NVIDIA / waveglow

A Flow-based Generative Network for Speech Synthesis
BSD 3-Clause "New" or "Revised" License
2.26k stars 529 forks source link

[Quality] Not quite there yet with training. How to improve? #170

Closed cduguet closed 4 years ago

cduguet commented 4 years ago

Hello, I have been training my waveglow network from scratch for over 1000+ epochs (from a german dataset (LJSpeech), duration of 39 hours at 16KHz).

The quality still has some issues though. The voice sounds gargling and coarse. I tried denoising and controlling sigma, but not improving much. Here are inferring samples from a from-audio-generated mel spectrogram.

-You don't need to listen to all audios, just to ORIGINAL, BEST and TACOTRON. The other are auxiliaries in case of wondering how would tuning improve results.

[ORIGINAL]

[BEST] denoiser_strength=0.1, sigma=0.666

denoiser_strength=0.00, sigma=0.666

denoiser_strength=0.01, sigma=0.666

denoiser_strength=0.01, sigma=0.8:

denoiser_strength=0.01, sigma=0.4

Surprisingly enough, even though I trained with audiowaves, inference with the Tacotron-generated melspecs sounds better:

[TACOTRON] Generated Mel Spectrogram with denoiser_strength=0.01, sigma=0.666

The question is: Does someone have experience getting rid of this gargling in the voice?
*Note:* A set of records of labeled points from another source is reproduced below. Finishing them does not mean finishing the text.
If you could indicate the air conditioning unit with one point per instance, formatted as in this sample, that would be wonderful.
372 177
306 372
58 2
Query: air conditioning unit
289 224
Does training further help? For me the training curve has flattened since around epoch 900 already with a loss of around -6.0.

Thank you for your suggestions!

rafaelvalle commented 4 years ago

@cduguet Cristian, download the WaveGlow weights we used with Mellotron and let us know if it sounds better. WaveGlow weights

cduguet commented 4 years ago

Thank you! I will try them out. Did you train it on Mellotron outputs or melspecs created from the audio files?

rafaelvalle commented 4 years ago

It was trained on studio quality audio files from a female speaker.

rafaelvalle commented 4 years ago

Closing due to inactivity.